Let's say the tweeter is damaged/open defective-whatever you want to call it. So you replace it. Does that mean the problem is "fixed"?
Well sound may come out, but is it the "right sound". Sometimes a tweeter failure will be CAUSED by a crossover failure. Simply replacing the tweeter will get the sound back-for a little while.
But if the crossover is the root of the problem-then the new tweeters will fail. If the crossover is allowing to much low freq (usually a shorted series cap) to get to the tweeter-that could be the REAL problem.
Hopefully it is something simple-but that is not always the case-and needs some more investigation.
I would take a very close look at the crossover for parts that are discolored-enlarged-cracked etc. That could bve some clues.
Or it could be that you simply turned it up to loud for to long and burnt the voice coils. Then replacing the tweeters will fix the problem.

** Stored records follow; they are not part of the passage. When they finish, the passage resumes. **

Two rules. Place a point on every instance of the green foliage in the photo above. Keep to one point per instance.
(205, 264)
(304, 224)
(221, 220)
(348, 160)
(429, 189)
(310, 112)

Be forwarded that if you try to use a different tweeter than what the crossover is designed for-the result (sonically) may be very different than the original design. Even if you use "better" tweeters. Better means they are not the same-so the freq response-level etc will be different.
They may be "better", but not better in YOUR cabinet. Just something to consider. The crossover was designed for the particular tweeter that are in it. Others will be different. How different? It depends on a lot of various factors.